Discovery of diagnostic biomarkers and targeted therapy for ductal carcinoma in situ (DCIS)

Abstract

Breast cancer remains a significant public health problem affecting a remarkable proportion of women globally. Ductal carcinoma in situ (DCIS) is the most common non-invasive neoplasm found in mammography screenings and has an excellent prognosis in general. Nevertheless, approximately 10% of patient with high grade DCIS have a form of breast cancer known as neoductgenesis where cancerous duct-like structures of invasive nature are forming. Currently, neoductgenesis has no specific diagnosis and it is underdiagnosed as DCIS. Therefore, the aim of this thesis was to provide increased knowledge and histopathological markers for neoductgenesis. This thesis also aimed to test the efficacy of novel disulfide bridge-stabilized scFv antibody fragments of trastuzumab to improve the current treatment options of HER2-positive breast cancer. Imaging mass cytometry and immunofluorescence imaging were utilized to distinguish the spatial molecular features of selected breast cancer tissue samples that a pathologist had evaluated as high grade DCIS with or without neoductgenesis.
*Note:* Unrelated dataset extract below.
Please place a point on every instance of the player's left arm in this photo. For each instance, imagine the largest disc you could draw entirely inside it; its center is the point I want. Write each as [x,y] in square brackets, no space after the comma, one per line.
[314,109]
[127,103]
The capacity of the ds-scFv-Fc antibody fragments to inhibit the proliferation of HER2-positive breast cancer cells was analyzed to evaluate whether the ds-scFv-Fc antibody fragments with potentially improved pharmacological properties have equal or even better efficacy compared to trastuzumab. This study identified several molecular features that appear specific to neoductgenesis and that help to explain its distinct and invasive nature. In the future, these findings have the potential to help the identification of the patients with neoductgenesis from DCIS in clinical histopathology. In addition, the ds-scFv-Fc antibody fragments demonstrated superior efficacy to inhibit the proliferation of trastuzumab-resistant HER2-positive breast cancer cells compared to trastuzumab, hence providing an alternative solution to overcome trastuzumab resistance. Further research is needed to validate the potential biomarkers for neoductgenesis in a larger sample cohort and to investigate the molecular action of the ds-scFv-Fc antibody fragments in trastuzumab-resistant cells.